Лес спал. Тьма и тишина берегли отдых в короткую весеннюю ночь. Слышно было, как в лужах от каждого шага поднимались и лопались пузыри. Треск сухой ветки под сапогом казался страшно громким, его, верно, слышали все, кто должен сейчас спать, — весь лес: глухари, журавли на дальнем болоте и даже мыши в этой куче хвороста.
Впереди показалось белое пятнышко. Хорошо,— это платок, привязанный с вечера на середине просеки к ольховому прутику. Теперь пятьдесят шагов в сторону — и место вечернего подслуха: знакомый выворот с охапкой еловых лап.
Сесть на него не пришлось. Почудилось, что далеко, за черной стеной леса поет глухарь. Локтев открыл рот и так внимательно слушал, что задохнулся. Да, так рано и поет.
Ночь прошла, но торопиться нет смысла. Можно спокойно идти под песню. Все равно в такой темноте ничего не увидишь.
Еще раз протрубили за вырубкой журавли, и оттуда, как посланец зари, потянул вальдшнеп. Невидимый, он громко цыкнул над головой охотника и, затихая, пошел дальше.
Все ближе и ближе звучала песня глухаря, знакомая, простая, необыкновенная. Локтев мягко переступал в привычный такт песни. Останавливаясь, он каждый раз слышал ее звонко шипящее окончание. На сухой гриве, под большой сосной он замер, раздосадованный. Песня слышалась с разных сторон; значит подскочил слишком близко и глухарь над головой.

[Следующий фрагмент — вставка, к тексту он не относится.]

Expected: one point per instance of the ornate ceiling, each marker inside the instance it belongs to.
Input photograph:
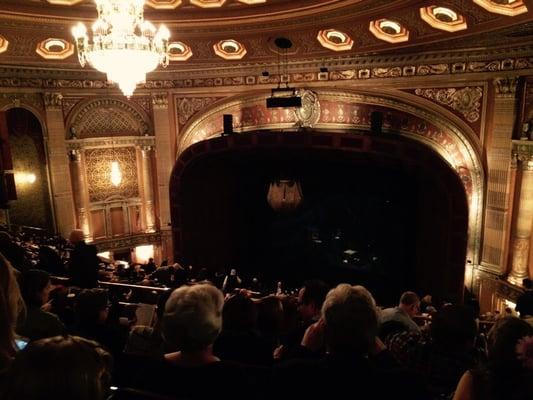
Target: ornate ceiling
(25, 25)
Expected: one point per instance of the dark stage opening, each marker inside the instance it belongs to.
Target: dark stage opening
(368, 219)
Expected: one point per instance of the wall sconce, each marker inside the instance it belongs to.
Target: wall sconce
(25, 178)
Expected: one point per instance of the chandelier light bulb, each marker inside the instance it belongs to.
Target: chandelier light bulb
(123, 45)
(116, 174)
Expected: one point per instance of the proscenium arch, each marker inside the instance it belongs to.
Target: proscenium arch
(343, 111)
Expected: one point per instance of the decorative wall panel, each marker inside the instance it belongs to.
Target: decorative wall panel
(98, 162)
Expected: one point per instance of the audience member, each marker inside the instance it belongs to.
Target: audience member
(443, 355)
(39, 322)
(231, 281)
(84, 263)
(150, 266)
(192, 323)
(11, 309)
(148, 340)
(239, 340)
(524, 304)
(508, 374)
(14, 253)
(92, 311)
(355, 361)
(405, 311)
(59, 368)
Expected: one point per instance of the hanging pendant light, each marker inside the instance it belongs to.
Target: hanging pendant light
(284, 195)
(124, 45)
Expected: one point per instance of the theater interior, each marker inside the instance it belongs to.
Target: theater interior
(405, 164)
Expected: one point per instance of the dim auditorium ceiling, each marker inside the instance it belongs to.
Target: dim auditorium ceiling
(218, 36)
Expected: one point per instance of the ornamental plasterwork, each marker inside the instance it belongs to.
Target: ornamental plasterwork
(107, 142)
(160, 100)
(34, 100)
(309, 113)
(108, 117)
(466, 101)
(188, 106)
(355, 74)
(53, 100)
(98, 170)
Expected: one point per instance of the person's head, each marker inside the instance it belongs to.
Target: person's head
(59, 368)
(502, 344)
(310, 299)
(76, 236)
(454, 328)
(239, 314)
(270, 316)
(36, 287)
(351, 319)
(11, 306)
(92, 306)
(193, 317)
(410, 303)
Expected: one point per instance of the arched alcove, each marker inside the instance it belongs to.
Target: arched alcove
(26, 138)
(391, 198)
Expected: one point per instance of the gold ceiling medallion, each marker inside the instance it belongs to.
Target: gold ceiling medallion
(229, 49)
(179, 51)
(55, 49)
(335, 40)
(64, 2)
(389, 31)
(443, 18)
(4, 43)
(504, 7)
(163, 4)
(208, 3)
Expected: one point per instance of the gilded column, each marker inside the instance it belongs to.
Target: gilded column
(146, 165)
(80, 192)
(164, 163)
(58, 162)
(523, 225)
(498, 212)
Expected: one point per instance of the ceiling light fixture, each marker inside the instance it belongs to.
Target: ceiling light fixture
(124, 45)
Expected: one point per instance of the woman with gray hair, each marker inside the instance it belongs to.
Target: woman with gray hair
(355, 360)
(192, 322)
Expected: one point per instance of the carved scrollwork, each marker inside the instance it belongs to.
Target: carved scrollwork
(98, 163)
(105, 117)
(53, 100)
(160, 100)
(309, 113)
(506, 87)
(188, 106)
(466, 101)
(17, 99)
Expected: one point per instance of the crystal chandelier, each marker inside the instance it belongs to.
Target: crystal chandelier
(284, 195)
(124, 45)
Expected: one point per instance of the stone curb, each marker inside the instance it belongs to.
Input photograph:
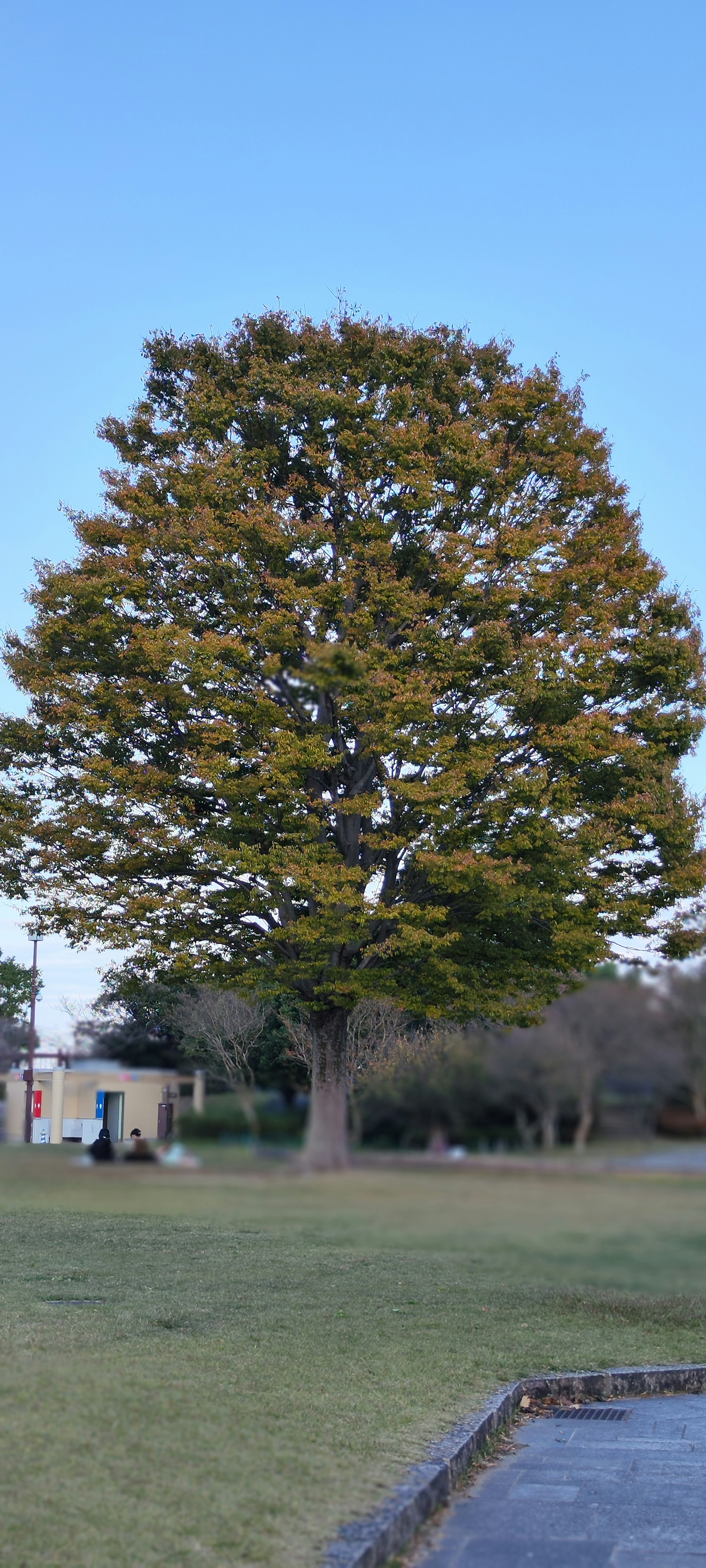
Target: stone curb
(371, 1542)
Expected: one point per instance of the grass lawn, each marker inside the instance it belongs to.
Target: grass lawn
(256, 1343)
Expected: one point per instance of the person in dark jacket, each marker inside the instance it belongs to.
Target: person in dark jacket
(103, 1148)
(140, 1147)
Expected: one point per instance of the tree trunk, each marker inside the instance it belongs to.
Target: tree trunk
(525, 1128)
(327, 1134)
(548, 1130)
(584, 1125)
(699, 1103)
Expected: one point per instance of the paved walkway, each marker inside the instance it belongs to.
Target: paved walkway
(622, 1492)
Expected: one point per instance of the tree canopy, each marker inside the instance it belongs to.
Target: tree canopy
(362, 686)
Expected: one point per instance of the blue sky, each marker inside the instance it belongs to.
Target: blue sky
(534, 170)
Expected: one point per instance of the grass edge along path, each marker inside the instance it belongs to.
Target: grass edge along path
(231, 1395)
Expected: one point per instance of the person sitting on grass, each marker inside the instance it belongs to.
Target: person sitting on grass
(140, 1147)
(103, 1148)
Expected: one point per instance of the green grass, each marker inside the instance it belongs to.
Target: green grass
(272, 1351)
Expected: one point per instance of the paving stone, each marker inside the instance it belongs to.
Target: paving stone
(591, 1495)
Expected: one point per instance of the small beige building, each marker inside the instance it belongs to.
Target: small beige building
(71, 1105)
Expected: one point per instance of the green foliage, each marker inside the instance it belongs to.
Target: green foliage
(16, 989)
(362, 686)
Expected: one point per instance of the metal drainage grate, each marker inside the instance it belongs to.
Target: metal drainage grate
(591, 1414)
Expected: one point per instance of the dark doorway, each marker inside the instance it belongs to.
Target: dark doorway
(114, 1114)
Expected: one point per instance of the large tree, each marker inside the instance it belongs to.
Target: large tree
(362, 688)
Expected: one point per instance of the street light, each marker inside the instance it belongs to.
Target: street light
(32, 1048)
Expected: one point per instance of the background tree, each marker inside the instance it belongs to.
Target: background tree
(222, 1028)
(360, 689)
(609, 1026)
(685, 1022)
(16, 989)
(132, 1022)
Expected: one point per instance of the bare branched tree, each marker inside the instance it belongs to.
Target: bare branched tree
(222, 1028)
(558, 1065)
(377, 1032)
(685, 1018)
(533, 1075)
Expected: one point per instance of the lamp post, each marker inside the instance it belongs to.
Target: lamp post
(32, 1047)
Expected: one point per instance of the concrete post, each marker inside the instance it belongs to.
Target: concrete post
(57, 1105)
(200, 1090)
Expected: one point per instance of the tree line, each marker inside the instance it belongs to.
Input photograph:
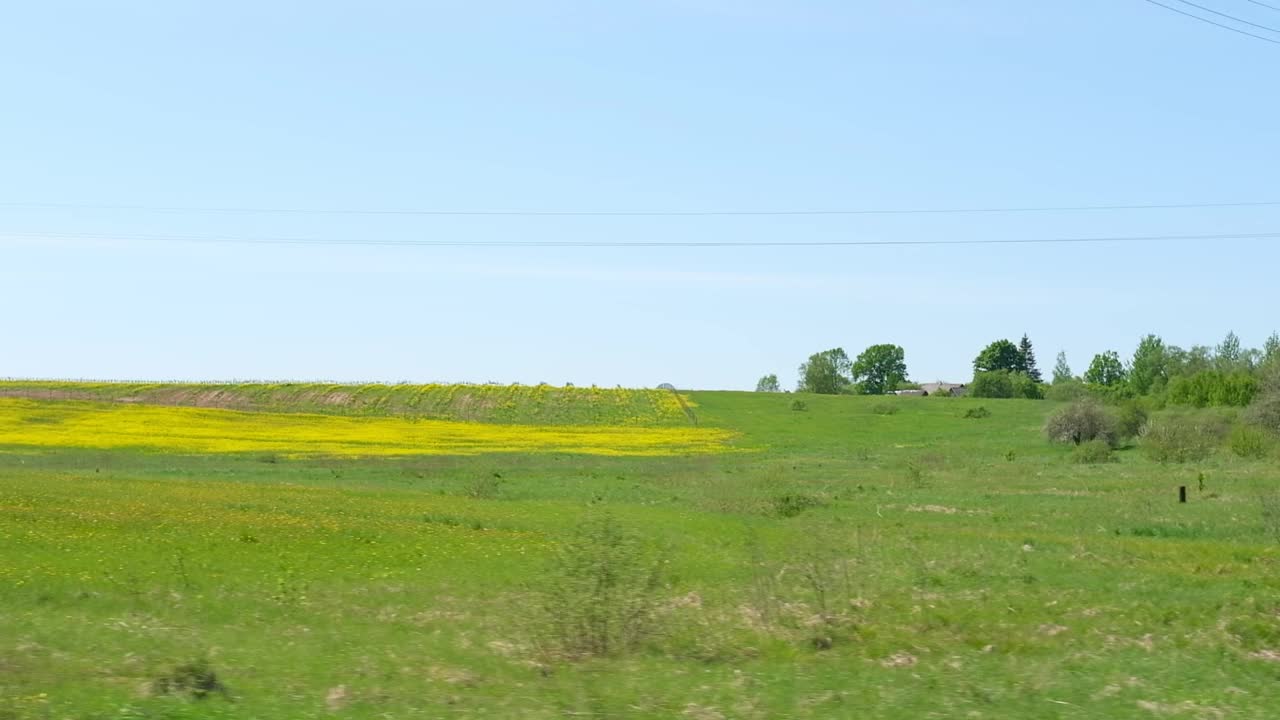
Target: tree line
(1226, 374)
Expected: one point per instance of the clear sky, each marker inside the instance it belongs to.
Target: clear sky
(656, 105)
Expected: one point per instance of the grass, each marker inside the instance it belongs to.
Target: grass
(837, 563)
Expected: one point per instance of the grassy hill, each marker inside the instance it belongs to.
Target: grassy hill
(864, 557)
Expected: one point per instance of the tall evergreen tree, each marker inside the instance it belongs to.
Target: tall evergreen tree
(1027, 359)
(1061, 370)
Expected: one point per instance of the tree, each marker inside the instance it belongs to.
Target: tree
(1079, 422)
(1106, 369)
(1002, 383)
(1226, 356)
(1027, 359)
(1271, 349)
(1150, 367)
(1061, 370)
(880, 369)
(826, 373)
(768, 383)
(1000, 355)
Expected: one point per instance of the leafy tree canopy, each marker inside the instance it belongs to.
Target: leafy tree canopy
(1000, 355)
(826, 373)
(880, 369)
(1106, 369)
(1150, 367)
(1061, 370)
(768, 383)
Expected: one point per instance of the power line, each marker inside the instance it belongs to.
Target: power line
(1242, 21)
(1170, 8)
(640, 213)
(1264, 5)
(305, 241)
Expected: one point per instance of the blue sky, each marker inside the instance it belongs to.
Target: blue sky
(658, 105)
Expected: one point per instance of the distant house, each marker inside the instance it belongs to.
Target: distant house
(952, 390)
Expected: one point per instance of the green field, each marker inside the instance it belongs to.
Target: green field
(864, 557)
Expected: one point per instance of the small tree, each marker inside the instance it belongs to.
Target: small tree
(1002, 383)
(1027, 359)
(1000, 355)
(1106, 369)
(1061, 370)
(1083, 420)
(1271, 350)
(1228, 355)
(880, 369)
(1148, 369)
(826, 373)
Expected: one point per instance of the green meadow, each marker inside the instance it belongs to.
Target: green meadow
(860, 557)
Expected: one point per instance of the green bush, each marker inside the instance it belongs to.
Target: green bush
(1002, 383)
(599, 595)
(1249, 442)
(1179, 438)
(1265, 411)
(1068, 391)
(1212, 388)
(193, 679)
(1083, 420)
(1130, 418)
(1093, 452)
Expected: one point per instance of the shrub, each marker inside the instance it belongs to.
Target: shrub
(1093, 452)
(195, 679)
(1130, 418)
(600, 593)
(1249, 442)
(1002, 383)
(1178, 438)
(1082, 422)
(1265, 411)
(1210, 387)
(1068, 391)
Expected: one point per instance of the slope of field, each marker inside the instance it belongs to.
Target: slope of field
(30, 423)
(867, 557)
(539, 405)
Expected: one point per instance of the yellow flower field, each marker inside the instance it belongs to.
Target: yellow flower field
(201, 431)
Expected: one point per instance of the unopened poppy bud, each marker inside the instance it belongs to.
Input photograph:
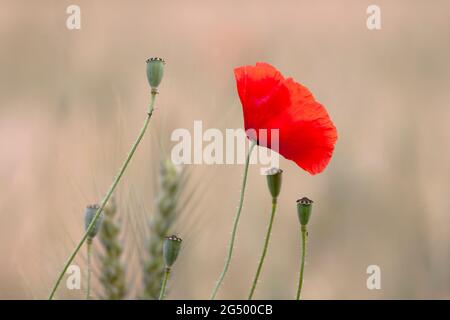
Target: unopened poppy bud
(304, 207)
(274, 178)
(171, 248)
(89, 215)
(155, 72)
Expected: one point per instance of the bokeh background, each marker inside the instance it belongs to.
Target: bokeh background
(72, 101)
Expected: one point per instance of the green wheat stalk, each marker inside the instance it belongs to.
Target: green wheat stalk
(161, 222)
(112, 276)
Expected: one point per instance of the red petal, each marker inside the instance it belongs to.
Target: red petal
(306, 132)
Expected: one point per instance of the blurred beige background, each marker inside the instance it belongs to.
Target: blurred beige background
(71, 103)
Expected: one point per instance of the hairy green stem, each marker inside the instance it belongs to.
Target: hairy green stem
(235, 224)
(108, 195)
(266, 245)
(89, 252)
(164, 284)
(302, 265)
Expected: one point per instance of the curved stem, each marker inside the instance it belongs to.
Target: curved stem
(235, 224)
(162, 293)
(108, 195)
(89, 251)
(302, 266)
(266, 245)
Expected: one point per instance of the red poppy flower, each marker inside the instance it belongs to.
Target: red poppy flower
(269, 101)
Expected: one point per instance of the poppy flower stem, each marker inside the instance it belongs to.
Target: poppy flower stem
(266, 245)
(302, 265)
(89, 253)
(235, 223)
(108, 195)
(164, 284)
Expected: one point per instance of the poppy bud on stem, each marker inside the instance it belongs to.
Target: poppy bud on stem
(274, 178)
(155, 70)
(171, 249)
(304, 207)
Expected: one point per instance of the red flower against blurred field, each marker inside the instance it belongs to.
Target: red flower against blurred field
(269, 101)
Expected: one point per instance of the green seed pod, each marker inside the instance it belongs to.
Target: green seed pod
(155, 72)
(274, 178)
(171, 248)
(89, 214)
(304, 207)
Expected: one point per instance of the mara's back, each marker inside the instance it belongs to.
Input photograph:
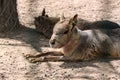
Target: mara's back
(98, 43)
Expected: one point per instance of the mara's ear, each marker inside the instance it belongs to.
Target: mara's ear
(43, 12)
(73, 21)
(62, 18)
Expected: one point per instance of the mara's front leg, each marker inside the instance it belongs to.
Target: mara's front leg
(47, 58)
(45, 51)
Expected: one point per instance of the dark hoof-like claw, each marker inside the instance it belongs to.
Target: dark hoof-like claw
(27, 55)
(34, 60)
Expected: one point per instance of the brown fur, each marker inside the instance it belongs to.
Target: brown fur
(75, 44)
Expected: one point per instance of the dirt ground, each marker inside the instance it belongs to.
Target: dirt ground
(13, 66)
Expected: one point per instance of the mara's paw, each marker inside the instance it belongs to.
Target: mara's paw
(34, 60)
(45, 49)
(27, 55)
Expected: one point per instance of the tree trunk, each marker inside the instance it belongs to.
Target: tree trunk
(8, 16)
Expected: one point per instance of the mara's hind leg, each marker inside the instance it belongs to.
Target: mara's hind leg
(47, 58)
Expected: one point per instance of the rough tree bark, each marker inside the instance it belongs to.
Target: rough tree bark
(8, 16)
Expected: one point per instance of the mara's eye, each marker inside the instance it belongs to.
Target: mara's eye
(65, 32)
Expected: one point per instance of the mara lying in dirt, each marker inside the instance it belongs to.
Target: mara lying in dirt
(68, 43)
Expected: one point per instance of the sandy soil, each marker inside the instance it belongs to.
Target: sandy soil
(13, 66)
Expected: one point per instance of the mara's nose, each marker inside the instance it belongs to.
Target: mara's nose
(52, 41)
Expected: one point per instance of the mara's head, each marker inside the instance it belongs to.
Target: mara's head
(63, 31)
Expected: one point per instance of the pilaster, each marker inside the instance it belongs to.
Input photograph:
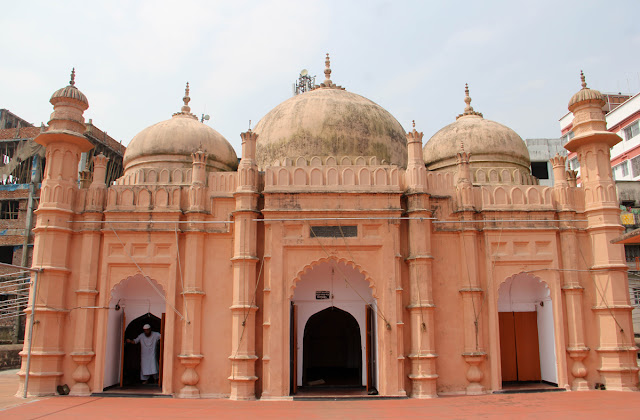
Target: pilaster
(421, 307)
(243, 308)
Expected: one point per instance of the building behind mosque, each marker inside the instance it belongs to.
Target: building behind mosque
(338, 252)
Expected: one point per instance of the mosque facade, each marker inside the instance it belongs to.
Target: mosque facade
(339, 251)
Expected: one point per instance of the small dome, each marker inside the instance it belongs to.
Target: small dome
(170, 143)
(586, 94)
(329, 121)
(71, 92)
(490, 144)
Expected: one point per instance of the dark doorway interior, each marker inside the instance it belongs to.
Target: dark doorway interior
(131, 360)
(332, 350)
(520, 357)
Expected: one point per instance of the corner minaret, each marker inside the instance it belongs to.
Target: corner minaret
(416, 171)
(421, 306)
(245, 257)
(64, 142)
(592, 142)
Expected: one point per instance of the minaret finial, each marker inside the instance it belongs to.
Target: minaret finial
(468, 109)
(186, 99)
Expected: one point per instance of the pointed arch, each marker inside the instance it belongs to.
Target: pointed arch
(332, 260)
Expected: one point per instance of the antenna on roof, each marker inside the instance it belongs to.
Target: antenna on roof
(305, 82)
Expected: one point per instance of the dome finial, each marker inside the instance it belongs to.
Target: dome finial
(186, 99)
(186, 109)
(327, 70)
(327, 75)
(467, 98)
(468, 110)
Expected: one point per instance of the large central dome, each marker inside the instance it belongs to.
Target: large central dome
(329, 121)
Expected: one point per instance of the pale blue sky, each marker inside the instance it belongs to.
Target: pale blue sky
(521, 59)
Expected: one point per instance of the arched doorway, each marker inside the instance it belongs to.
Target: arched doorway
(527, 333)
(332, 353)
(131, 357)
(134, 302)
(333, 310)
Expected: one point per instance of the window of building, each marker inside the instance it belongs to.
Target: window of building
(621, 171)
(334, 231)
(9, 209)
(574, 164)
(635, 296)
(631, 130)
(567, 137)
(540, 170)
(635, 166)
(631, 252)
(6, 254)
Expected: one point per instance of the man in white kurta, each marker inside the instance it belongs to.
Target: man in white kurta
(148, 364)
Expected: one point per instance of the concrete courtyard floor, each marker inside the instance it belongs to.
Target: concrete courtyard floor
(553, 405)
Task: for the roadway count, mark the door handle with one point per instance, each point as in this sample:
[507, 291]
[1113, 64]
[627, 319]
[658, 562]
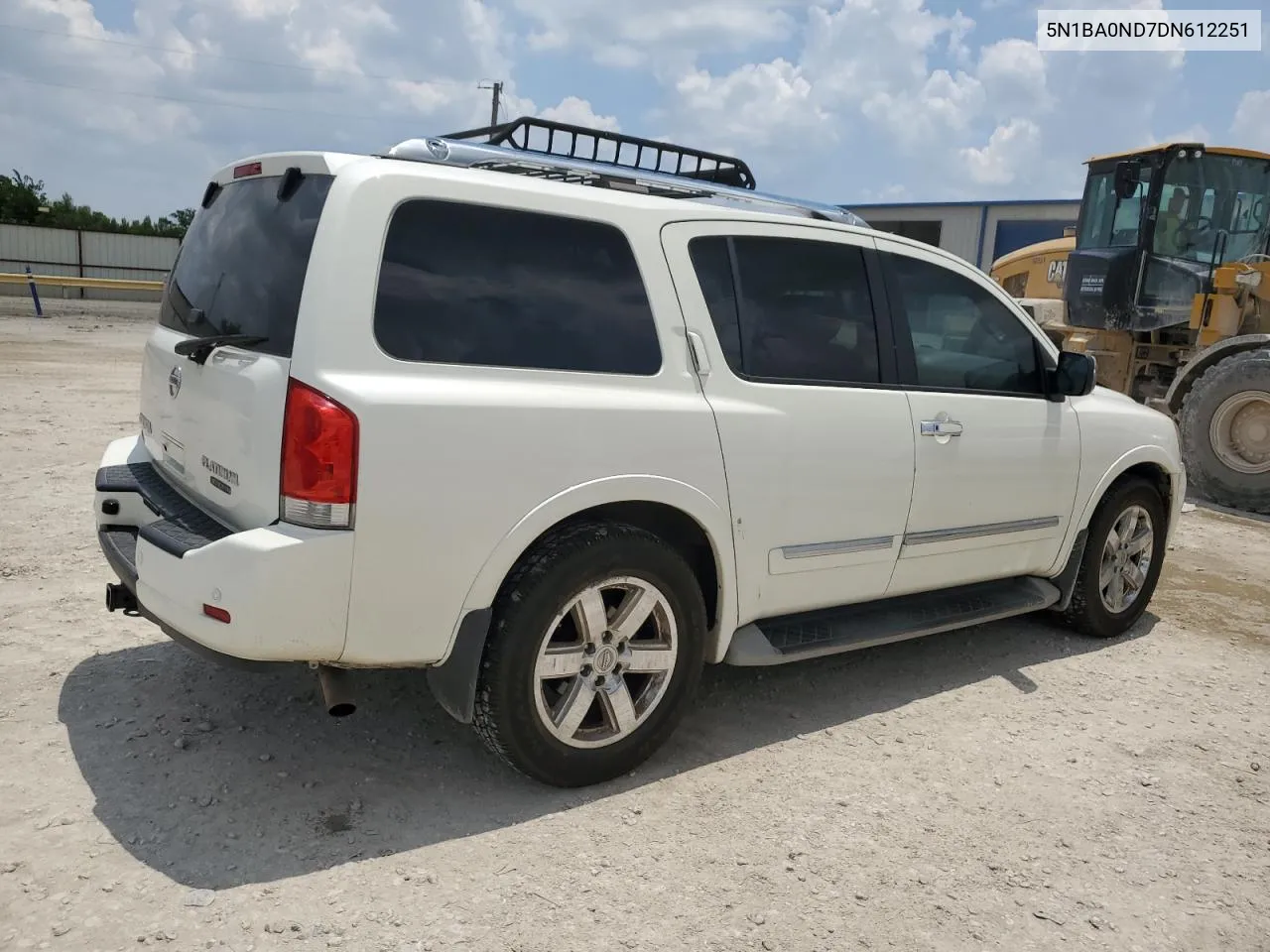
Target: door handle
[698, 349]
[942, 428]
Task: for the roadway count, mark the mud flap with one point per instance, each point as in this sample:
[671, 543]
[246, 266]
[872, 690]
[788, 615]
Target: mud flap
[453, 683]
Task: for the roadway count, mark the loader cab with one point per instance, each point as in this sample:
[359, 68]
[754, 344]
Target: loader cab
[1153, 227]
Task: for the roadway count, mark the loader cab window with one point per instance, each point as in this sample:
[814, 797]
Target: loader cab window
[1107, 220]
[1213, 207]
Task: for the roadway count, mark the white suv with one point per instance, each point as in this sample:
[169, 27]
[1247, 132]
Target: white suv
[562, 430]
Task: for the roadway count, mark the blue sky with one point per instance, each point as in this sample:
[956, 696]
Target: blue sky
[128, 104]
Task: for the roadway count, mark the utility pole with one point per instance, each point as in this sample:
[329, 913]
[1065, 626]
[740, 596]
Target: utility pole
[497, 89]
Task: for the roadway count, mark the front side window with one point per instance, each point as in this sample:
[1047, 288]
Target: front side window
[476, 285]
[962, 336]
[1213, 207]
[1110, 221]
[792, 309]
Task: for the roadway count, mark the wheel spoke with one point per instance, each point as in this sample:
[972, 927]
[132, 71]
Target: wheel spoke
[1135, 576]
[619, 707]
[561, 661]
[1128, 525]
[1106, 572]
[1139, 543]
[1116, 592]
[574, 706]
[635, 610]
[648, 658]
[589, 616]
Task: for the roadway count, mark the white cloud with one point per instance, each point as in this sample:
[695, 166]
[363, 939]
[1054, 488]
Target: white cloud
[1251, 126]
[1012, 72]
[578, 112]
[835, 99]
[654, 31]
[1008, 151]
[752, 105]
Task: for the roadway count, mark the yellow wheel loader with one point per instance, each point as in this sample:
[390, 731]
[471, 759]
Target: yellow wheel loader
[1166, 282]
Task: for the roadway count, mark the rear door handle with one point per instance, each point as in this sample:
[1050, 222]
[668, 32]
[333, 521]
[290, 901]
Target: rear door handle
[699, 358]
[942, 428]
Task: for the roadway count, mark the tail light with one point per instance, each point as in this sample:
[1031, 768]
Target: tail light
[318, 461]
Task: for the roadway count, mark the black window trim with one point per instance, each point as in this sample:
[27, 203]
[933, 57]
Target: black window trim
[907, 356]
[497, 368]
[888, 358]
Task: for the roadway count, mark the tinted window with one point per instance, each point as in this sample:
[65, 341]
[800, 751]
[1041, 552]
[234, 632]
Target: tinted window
[466, 284]
[962, 336]
[241, 266]
[804, 311]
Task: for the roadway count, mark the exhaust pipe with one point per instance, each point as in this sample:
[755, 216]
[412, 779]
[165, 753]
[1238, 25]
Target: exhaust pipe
[335, 692]
[119, 598]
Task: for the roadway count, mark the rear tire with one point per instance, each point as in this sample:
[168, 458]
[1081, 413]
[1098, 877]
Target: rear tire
[1225, 431]
[594, 653]
[1133, 556]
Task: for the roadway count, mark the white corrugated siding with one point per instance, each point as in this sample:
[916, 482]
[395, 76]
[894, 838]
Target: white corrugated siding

Локтев осторожно, по одному шагу на песню, стал отступать. Вот уже видна верхушка сосны, нечеткая в мутном и звездном небе. Песня звучит громко, слышен даже шорох перьев, а самого певца не видно.
Шаг в сторону, еще шаг и еще. Полный круг. Ничего не видно в темной хвое.
Локтев положил ружье на сухой мох, лег рядом на спину, слушал и смотрел. Неподалеку что-то треснуло, и глухарь оборвал песню.
«Наверное, лоси прошли и подшумели глухаря, — подумал Локтев, — теперь долго придется ждать, а может и совсем не запеть. Буду лежать и ждать».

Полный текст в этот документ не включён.